На это он надеялся. Этого он ждал. В этом был твердо уверен. Но все повернулось иначе.
Ионгелинк, конечно, знаток и ценитель искусства, но прежде всего коммерсант. Человек дела. Если речь идет о деле, любовь к искусству отступает на второй план. У Ионгелинка есть компаньон. Вместе с ним Ионгелинк принимает участие в больших заморских операциях. Для одной из них нужны деньги. Компаньон берет у города большой заем. Ручательство за него дает Ионгелинк. А в обеспечение своего ручательства отдает в залог всю свою коллекцию картин: двадцать две работы Флориса, одну Дюрера, шестнадцать Брейгеля. Хорошие отношения с отцами города помогают компаньону получить под этот залог большую сумму денег.
Картины, превращенные в товар, в залоговую ценность, тут же перестали быть доступными для зрителей. Они перекочевали под надежные своды и крепкие замки городского ломбарда. Возносящаяся к небу Вавилонская башня – под замком! Христос, упавший под тяжестью креста, – под замком! Под замком поля, рощи, деревья, люди, реки, горы, птицы – вся красота, вся мудрость «Времен года»! Она скрыта не только от посторонних. Самому художнику нет доступа в подвал, где рядом с золотыми блюдами и серебряными кубками, рядом с китайским фарфором и персидскими коврами, лиможской эмалью и валансьенскими кружевами лежат надежно упакованные, обшитые прочным холстом его картины. Изменить что-нибудь он бессилен. Он продал свои картины.
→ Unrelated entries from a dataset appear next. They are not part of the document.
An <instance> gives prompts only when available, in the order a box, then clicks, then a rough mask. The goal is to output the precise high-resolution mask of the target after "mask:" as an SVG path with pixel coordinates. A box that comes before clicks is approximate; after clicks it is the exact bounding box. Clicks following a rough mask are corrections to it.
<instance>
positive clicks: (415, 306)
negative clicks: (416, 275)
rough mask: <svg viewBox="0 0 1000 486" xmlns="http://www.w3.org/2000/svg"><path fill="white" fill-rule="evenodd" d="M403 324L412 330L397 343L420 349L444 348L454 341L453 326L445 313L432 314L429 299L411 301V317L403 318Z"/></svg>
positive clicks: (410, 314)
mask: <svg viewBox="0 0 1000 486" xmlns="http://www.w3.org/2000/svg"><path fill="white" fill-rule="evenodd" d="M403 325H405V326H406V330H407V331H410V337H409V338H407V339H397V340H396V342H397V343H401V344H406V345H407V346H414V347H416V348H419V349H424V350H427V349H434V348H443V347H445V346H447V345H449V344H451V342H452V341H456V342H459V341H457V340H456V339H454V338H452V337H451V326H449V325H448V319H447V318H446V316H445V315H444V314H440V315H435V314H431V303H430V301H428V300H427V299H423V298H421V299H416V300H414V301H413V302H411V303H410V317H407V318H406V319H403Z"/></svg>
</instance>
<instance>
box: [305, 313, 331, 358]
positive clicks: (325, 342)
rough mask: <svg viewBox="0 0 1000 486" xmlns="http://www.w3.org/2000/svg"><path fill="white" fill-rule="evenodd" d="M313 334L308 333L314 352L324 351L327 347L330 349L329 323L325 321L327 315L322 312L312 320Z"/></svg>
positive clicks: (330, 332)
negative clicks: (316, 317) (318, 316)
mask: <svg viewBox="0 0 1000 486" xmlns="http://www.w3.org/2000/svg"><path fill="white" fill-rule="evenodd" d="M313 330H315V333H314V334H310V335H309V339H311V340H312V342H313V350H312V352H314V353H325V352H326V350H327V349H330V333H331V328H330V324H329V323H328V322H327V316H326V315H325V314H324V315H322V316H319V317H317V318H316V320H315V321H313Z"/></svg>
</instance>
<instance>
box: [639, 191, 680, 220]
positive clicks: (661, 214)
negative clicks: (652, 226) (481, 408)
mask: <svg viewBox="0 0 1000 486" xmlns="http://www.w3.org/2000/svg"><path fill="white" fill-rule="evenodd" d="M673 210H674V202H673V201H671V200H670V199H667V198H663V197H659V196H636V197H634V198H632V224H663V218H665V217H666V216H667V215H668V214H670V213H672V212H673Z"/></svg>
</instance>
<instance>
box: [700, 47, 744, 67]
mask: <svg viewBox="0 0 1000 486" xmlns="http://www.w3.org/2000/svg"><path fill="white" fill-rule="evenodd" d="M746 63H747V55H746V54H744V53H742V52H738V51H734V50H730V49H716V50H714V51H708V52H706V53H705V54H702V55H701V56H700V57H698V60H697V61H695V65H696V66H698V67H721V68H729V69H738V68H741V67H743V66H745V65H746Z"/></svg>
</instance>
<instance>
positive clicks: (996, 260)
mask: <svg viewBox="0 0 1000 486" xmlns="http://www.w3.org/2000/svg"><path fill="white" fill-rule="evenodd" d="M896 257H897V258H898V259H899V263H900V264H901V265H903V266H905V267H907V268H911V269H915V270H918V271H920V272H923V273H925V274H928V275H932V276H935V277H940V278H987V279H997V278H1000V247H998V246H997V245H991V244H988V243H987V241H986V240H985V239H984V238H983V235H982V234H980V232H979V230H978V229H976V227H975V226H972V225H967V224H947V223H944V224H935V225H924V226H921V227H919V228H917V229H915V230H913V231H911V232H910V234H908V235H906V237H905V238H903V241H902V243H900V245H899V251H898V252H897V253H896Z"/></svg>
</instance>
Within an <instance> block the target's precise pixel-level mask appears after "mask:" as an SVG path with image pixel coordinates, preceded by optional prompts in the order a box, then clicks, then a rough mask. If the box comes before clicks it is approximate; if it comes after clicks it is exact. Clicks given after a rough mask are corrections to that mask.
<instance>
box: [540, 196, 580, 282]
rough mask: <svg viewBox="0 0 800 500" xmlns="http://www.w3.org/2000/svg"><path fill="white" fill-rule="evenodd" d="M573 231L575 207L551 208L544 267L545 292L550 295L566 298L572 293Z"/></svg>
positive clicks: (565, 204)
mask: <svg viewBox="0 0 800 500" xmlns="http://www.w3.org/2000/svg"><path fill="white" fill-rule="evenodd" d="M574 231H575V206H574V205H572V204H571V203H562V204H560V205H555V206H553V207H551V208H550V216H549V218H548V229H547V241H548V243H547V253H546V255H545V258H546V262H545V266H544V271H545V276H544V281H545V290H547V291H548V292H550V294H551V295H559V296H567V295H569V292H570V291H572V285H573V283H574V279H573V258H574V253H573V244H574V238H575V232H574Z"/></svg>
Торговая сделка не предусматривает обязательства покупателя делать их доступными для обозрения.
– Я и сам был бы рад и счастлив, если бы они украшали мой дом, – благожелательно и спокойно ответил бы ему Ионгелинк, если бы он стал с ним объясняться, – но что поделаешь, такие времена!
Сказать ему, что картина, которую никто не видит, мертва, убита? Зачем такое преувеличение! Она в надежном месте. В целости и сохранности. С ней ничего не случится. Служители ломбарда умеют обращаться с картинами. Им доверены и не такие ценности! Когда они будут выкуплены? О, это всецело зависит от множества обстоятельств. Пока что придется повременить…
Знал ли Ионгелинк, когда он закладывал картины, что он не станет их выкупать? Может быть, и знал. Может быть, искренне верил, что со временем выкупит. Однако они так и остались невыкупленными, остались на долгие годы не произведениями искусства, а вещами, залогом. До самой смерти Брейгель не смог ни повидать их сам, ни показать кому-нибудь другому. А потом город подарил их новому штатгальтеру Нидерландов. Когда Брейгель писал «Времена года», это было одним из самых важных и радостных событий его жизни – не очень долгой и не очень богатой радостями. Когда сделка, совершенная с его картинами, лишила его всех надежд, связанных с тем, что люди увидят сразу большинство его работ, и притом главнейших, это стало одним из горчайших его разочарований. И не только потому, что люди, чье мнение для него много значило, не смогли увидеть его работы, он и сам не успел оценить всего опыта, завоеванного во «Временах года». Чтобы разобраться в своей собственной работе, ему нужно было теперь каждую фигуру, каждую линию, каждое цветовое пятно этих картин вызывать в памяти усилием воображения. Он знал, что с годами это будет все труднее и труднее. На картинах его позднейших лет возникают воспоминания о «Временах года», особенно об «Охотниках на снегу»: черные перепутанные ветви на фоне морозного неба, конькобежцы на зеленоватом льду, черные птицы на белом снегу… Отзвуки найденного однажды.